What ensued was the making of a remarkable bond.
“There was a mixture of younger guys and the experienced guys – we bonded really well,” said Doni. “We were all good friends, but Gino made it into a family. Just the way he treated us; he was just like a father figure.”
“I was playing with the Italia Flyers junior squad,” said Cirillo, still recognized within his cohorts as the “enforcer” of the squad. “These guys were good, they were really good. And they seemed so nice, so friendly, so easy-going.”
“When I joined them, I felt really welcomed. But the best part was always after the game. Win or lose, we ended up at Gino’s house (on St Andrews Road). The sandwiches were ready for us, pasta and everything. We were well looked after.”
This was no one-man effort.
“My wife, Jeannine, would have been a perfect Italian,” said Cacciotti. “She could speak Italian, just like everybody else.” And more than most, she could dole out the famed Italian hospitality, guaranteeing that no one left hungry – no easy feat when you’re dealing with a house load of strapping young athletic men.
The four Cacciotti kids were always around, though it was daughter Teresa that seemed to develop the greatest affinity for all things soccer, helping ensure that all who stepped foot in the house felt welcomed and comfortable.
“Some of these guys got married because of the times they spent with their girlfriends at my house,” joked Cacciotti. Weddings and soccer would intermix, with the team sponsor serving as emcee, his children as ring bearers.
Listen to their stories and soak up an atmosphere that lives on decades later.
“I got involved because I knew just about everybody here,” said Velcic. “They asked me to play, but these were all skilled players, so I played defense.
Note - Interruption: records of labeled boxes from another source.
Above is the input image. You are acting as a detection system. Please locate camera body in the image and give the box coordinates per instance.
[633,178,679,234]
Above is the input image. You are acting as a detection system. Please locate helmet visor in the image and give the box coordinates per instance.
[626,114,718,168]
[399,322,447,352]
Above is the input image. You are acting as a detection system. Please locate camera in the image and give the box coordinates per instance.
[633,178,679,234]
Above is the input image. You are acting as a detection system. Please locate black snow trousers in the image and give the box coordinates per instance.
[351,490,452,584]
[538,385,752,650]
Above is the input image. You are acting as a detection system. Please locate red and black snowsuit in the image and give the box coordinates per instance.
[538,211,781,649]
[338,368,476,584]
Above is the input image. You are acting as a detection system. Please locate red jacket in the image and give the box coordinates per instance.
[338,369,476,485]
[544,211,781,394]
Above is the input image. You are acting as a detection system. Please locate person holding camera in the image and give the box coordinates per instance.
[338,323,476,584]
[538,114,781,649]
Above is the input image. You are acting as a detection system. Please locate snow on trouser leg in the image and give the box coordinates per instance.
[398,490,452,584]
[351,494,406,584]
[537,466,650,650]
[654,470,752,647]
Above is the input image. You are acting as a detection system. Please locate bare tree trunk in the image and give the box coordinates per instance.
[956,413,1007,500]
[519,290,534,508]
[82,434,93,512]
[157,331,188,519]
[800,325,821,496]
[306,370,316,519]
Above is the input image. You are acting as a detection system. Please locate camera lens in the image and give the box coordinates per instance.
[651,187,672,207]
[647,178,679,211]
They were just such great, great guys – I loved being around the team.”
That feeling meant the world to Cacciotti.
Long before sport psychologists arrived on the scene, this ultra-friendly sport sponsor understood the need to create an environment of success. “If the players enjoy the team, if the players enjoy the game, they play better,” said Cacciotti. “Just like work.”
There would be pride in every single aspect of the team, with Cacciotti remaining with the Sudbury Hawks organization through until 1988, helping to found a youth tournament, sitting on the executive of the SRSA, even coaching a squad that eventually travelled to Germany.
There was so much to be proud of.
“We had the best uniforms in the league – and the cleanest ones,” laughed Cacciotti.
But rest assured that it was the people behind the uniforms, the individuals who donned the Cleanol logo, those are the friendships that survived the test of time.
And Gino Cacciotti was at the centre of it all, just as it should be.